Nous sommes en 2016, à Dely Brahim, une petite commune de l’ouest d’Alger, dans la cité dite du 11-Décembre. La vie est harmonieuse, malgré les jours de pluie qui transforment le terrain en surface boueuse, à peine praticable. Mais tout se dérègle quand deux généraux débarquent un matin, plans de construction à la main. Ils veulent venir s’installer là, dans de belles villas déjà dessinées. La parcelle leur appartient. C’est du moins ce que disent des papiers  » officiels « .

Avec l’innocence de leurs convictions et la certitude de leurs droits, les enfants s’en prennent directement aux deux généraux, qu’ils molestent. Bientôt, une résistance s’organise, menée par Inès, Jamyl et Mahdi.
Au contraire des parents, craintifs et résignés, cette jeunesse s’insurge et refuse de plier. La tension monte, et la machine du régime se grippe.

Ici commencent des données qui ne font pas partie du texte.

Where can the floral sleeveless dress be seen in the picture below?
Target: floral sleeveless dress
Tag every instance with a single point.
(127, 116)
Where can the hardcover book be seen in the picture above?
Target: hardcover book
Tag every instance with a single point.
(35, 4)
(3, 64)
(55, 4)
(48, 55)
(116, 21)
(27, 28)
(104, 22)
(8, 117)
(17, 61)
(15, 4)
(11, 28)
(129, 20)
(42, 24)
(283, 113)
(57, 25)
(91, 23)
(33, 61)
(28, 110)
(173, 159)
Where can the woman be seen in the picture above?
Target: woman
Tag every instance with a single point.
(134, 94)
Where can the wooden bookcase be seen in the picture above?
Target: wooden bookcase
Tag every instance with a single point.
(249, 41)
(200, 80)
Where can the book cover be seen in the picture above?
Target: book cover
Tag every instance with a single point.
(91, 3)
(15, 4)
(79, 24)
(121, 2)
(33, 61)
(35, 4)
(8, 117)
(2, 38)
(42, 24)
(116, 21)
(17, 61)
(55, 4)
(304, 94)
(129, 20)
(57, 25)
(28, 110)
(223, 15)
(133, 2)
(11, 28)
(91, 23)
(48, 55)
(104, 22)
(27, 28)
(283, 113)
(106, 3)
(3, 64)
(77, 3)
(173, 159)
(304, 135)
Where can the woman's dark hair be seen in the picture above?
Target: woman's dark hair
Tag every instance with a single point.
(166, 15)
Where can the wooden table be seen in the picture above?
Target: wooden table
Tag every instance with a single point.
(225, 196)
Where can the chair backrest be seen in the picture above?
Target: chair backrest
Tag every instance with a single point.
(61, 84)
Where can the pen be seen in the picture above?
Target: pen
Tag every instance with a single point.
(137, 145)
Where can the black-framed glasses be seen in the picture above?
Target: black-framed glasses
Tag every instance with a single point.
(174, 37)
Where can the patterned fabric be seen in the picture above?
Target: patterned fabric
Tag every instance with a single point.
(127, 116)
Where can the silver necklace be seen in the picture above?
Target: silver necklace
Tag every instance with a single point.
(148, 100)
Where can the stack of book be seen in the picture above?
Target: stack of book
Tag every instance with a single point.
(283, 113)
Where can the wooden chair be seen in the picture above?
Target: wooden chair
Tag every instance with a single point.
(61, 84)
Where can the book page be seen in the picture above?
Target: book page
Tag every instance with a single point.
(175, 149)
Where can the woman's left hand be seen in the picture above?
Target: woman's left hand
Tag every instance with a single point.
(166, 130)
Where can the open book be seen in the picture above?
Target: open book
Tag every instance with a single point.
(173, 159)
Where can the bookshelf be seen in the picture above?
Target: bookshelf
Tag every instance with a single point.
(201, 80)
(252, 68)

A travers l’histoire d’un terrain vague, Kaouther Adimi explore la société algérienne d’aujourd’hui, avec ses duperies, sa corruption, ses abus de pouvoir, mais aussi ses espérances.

Mon avis :

J’étais déjà conquise avant de commencer, tant j’avais aimé « Nos richesses ».

J’ai été sous le charme de l’écriture, une nouvelle fois. C’est l’histoire d’un terrain vague où des enfants jouent au foot, situé dans un lotissement de la banlieue d’Alger. Celui-ci suscite des convoitises. Des enfants décident de l’occuper pour lutter contre sa transformation en villas de luxe destinés à des généraux. C’est la lutte du pot de terre contre le pot de fer… l’occasion de parler de l’histoire de l’Algérie des années 80 à nos jours. C’est magnifiquement écrit, mais il manque un je ne sais quoi de brillant que j’avais aimé dans « Nos richesses ». J’ai trouvé que le rythme était lent, peut-être trop lent, et qu’il y avait des redites dans certains passages.

Ce qui m’a plu, c’est le décryptage de la société algérienne : la peur, les compromissions, les pots-de-vin… on est plongé au coeur de l’histoire du pays, et du tournant qu’il a pris après l’indépendance.

Tu l’auras compris, « les petits de décembre » n’est pas un coup de coeur, mais c’est un roman intéressant, servi par une belle écriture, qui mérite qu’on le découvre.